Before to derive a tstree object that model these data, in need to import data with tsinfer: this requires to know the ancestral alleles first:

import string
import numpy as np
import tsinfer
import cyvcf2
import json
import tsdate

from tqdm.notebook import tqdm
from tskit import MISSING_DATA

from tskitetude import get_data_dir

with tsinfer.SampleData(sequence_length=6) as sample_data:
    sample_data.add_site(0, [0, 1, 0, 0, 0], ["A", "T"], ancestral_allele=0)
    sample_data.add_site(1, [0, 0, 0, 1, 1], ["G", "C"], ancestral_allele=0)
    sample_data.add_site(2, [0, 1, 1, 0, 0], ["C", "A"], ancestral_allele=0)
    sample_data.add_site(3, [0, 1, 1, 0, 0], ["G", "C"], ancestral_allele=MISSING_DATA)
    sample_data.add_site(4, [0, 0, 0, 1, 1], ["A", "C"], ancestral_allele=0)
    sample_data.add_site(5, [0, 1, 2, 0, 0], ["T", "G", "C"], ancestral_allele=0)

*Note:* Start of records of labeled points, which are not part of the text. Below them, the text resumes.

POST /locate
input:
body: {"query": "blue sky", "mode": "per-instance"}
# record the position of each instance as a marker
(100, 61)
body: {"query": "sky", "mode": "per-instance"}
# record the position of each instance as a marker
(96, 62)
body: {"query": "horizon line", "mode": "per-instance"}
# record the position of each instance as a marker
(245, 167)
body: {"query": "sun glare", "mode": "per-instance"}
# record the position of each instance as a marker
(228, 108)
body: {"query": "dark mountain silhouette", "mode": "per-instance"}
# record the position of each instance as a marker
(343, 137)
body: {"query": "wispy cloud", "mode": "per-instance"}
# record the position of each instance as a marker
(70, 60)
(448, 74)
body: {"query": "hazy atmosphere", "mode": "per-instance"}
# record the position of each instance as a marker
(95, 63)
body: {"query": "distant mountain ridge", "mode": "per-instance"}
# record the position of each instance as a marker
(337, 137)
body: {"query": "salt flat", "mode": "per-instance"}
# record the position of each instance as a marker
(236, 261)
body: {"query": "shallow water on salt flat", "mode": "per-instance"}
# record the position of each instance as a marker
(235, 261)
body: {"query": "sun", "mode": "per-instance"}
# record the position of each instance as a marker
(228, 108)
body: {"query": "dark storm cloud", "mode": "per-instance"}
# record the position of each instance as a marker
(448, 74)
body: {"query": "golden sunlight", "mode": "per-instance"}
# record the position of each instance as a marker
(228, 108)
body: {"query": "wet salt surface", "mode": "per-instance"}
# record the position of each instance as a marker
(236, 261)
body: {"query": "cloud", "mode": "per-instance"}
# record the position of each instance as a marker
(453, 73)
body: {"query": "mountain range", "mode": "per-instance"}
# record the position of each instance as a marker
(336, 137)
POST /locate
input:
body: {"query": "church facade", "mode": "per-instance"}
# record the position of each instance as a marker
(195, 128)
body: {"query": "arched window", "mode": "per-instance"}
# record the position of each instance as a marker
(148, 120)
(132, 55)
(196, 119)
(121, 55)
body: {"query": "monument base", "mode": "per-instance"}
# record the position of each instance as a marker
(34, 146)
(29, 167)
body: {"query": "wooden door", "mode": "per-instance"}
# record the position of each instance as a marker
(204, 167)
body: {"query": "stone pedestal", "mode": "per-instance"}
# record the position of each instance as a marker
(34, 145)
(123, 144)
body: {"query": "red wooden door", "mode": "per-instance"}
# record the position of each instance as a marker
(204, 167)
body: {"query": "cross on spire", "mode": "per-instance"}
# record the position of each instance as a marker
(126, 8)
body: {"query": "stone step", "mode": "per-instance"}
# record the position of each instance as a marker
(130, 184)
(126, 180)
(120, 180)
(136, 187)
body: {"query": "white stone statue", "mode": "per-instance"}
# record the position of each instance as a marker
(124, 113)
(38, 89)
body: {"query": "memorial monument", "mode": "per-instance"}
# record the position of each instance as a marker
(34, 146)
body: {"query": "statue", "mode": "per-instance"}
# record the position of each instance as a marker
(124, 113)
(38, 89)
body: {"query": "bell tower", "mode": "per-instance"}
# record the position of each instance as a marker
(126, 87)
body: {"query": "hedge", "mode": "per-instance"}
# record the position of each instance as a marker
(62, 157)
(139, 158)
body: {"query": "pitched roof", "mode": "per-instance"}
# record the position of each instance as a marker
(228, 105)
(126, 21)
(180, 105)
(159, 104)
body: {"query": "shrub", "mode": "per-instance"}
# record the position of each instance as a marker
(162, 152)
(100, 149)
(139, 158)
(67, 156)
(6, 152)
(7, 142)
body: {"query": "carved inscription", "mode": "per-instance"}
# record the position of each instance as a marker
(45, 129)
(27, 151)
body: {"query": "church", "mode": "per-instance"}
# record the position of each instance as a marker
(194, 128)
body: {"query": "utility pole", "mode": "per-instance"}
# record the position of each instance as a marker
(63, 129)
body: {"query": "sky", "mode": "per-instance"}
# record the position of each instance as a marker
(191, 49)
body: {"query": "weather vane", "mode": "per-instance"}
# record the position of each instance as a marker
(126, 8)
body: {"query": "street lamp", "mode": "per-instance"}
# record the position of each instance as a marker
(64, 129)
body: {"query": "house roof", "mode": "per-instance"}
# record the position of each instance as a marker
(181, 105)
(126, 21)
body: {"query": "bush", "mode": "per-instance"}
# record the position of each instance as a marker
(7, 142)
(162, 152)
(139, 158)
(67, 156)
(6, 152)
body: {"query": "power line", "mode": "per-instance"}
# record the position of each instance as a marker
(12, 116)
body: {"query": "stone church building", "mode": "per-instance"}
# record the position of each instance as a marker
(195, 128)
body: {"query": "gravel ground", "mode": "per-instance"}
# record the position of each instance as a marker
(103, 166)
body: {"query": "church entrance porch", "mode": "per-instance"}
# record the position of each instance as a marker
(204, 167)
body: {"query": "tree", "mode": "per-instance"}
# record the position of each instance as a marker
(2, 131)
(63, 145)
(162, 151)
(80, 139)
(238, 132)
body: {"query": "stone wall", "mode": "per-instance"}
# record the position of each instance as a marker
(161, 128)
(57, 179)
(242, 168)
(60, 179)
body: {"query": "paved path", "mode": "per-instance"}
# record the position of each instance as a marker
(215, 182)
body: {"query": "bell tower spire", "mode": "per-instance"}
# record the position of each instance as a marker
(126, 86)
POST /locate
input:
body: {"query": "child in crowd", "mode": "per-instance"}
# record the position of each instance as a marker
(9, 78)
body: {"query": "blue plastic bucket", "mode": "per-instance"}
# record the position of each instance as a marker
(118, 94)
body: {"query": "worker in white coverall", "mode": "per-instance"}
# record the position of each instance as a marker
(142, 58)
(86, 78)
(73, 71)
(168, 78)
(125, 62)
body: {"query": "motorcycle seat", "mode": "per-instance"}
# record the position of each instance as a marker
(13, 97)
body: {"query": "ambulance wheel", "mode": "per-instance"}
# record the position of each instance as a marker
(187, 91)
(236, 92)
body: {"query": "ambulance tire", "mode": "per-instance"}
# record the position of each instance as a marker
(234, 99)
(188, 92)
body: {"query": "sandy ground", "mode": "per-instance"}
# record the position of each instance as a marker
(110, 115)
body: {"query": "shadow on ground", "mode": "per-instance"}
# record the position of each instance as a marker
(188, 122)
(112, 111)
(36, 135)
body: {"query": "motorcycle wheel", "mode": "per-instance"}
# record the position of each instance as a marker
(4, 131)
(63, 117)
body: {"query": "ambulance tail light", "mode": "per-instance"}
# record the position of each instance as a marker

/tmp/ipykernel_44000/2393816675.py:1: DeprecationWarning: SampleData is deprecated
  with tsinfer.SampleData(sequence_length=6) as sample_data:

tsinfer.Sampledata is the object required for inferring a tstree object. Using the add_site() method a can add information for each SNP respectively. The first argument is the SNP position: here for simplicity we track SNP in positional order but it can be any positive value (even float). The only requirement is that this position should be unique and added in increasing order. The 2nd argument is for the genotypes of each sample in this position: is and index of the allele I can find in the 3rd argument. If I have a missing data, I need to use the tskit.MISSING_DATA The last argument is the index of the ancestral allele. Not all the sites are used to infer the tree object: sites with missing data or ancestral alleles or sites with more than 2 genotypes are not considered by will be modeled in the resulting tree. Once we have the SampleData instance, we can infer a tstree object using tsinfer.infer:

ts = tsinfer.infer(sample_data)

This ts object is a full Tree Sequence object:

ts

Tree Sequence
Trees	1
Sequence Length	6
Time Units	uncalibrated
Sample Nodes	5
Total Size	2.3 KiB
Metadata	dict

Table	Rows	Size	Has Metadata
Edges	7	232 Bytes
Individuals	5	174 Bytes	✅
Migrations	0	8 Bytes
Mutations	7	275 Bytes
Nodes	8	469 Bytes	✅
Populations	0	8 Bytes
Provenances	1	794 Bytes
Sites	6	337 Bytes	✅

Provenance Timestamp	Software Name	Version	Command	Full record
19 December, 2025 at 01:23:52 PM	tsinfer	0.5.0	infer	Details dict schema_version: 1.0.0 software: dict name: tsinfer version: 0.5.0 parameters: dict mismatch_ratio: None path_compression: True precision: None post_process: None command: infer environment: dict libraries: dict zarr: dict version: 2.18.7 numcodecs: dict version: 0.15.0 lmdb: dict version: 1.7.5 tskit: dict version: 1.0.0b3 os: dict system: Linux node: node1 release: 5.15.0-58-generic version: #64-Ubuntu SMP Thu Jan 5 11:43:13 UTC 2023 machine: x86_64 python: dict implementation: CPython version: list 3 12 12 resources: dict elapsed_time: 1.3854495584964752 user_time: 1.2199999999999989 sys_time: 0.10000000000000009 max_memory: 680337408

To cite this software, please consult the citation manual: https://tskit.dev/citation/

This Tree sequence object can be analyzed as usual:

print("==Haplotypes==")
for sample_id, h in enumerate(ts.haplotypes()):
    print(sample_id, h, sep="\t")
ts.draw_svg(y_axis=True)

==Haplotypes==
AGCGAT
TGACAG
AGACAC
ACCGCT
ACCGCT

../_images/bcf3540d6700143dc463147c5f4ec5ca42f1c48387fb6f1b80623bd004119b6a.svg

If I understand correctly, tsinfer can impute missing data (check this). For the data I put, there’s a root note with three childs: this is also known as polytomy. Every internal node represent an ancestral sequence, By default, the time of those nodes is not measured in years or generations, but is the frequency of the shared derived alleles on which the ancestral sequence is based. This is why the time is uncalibrated in the graph above.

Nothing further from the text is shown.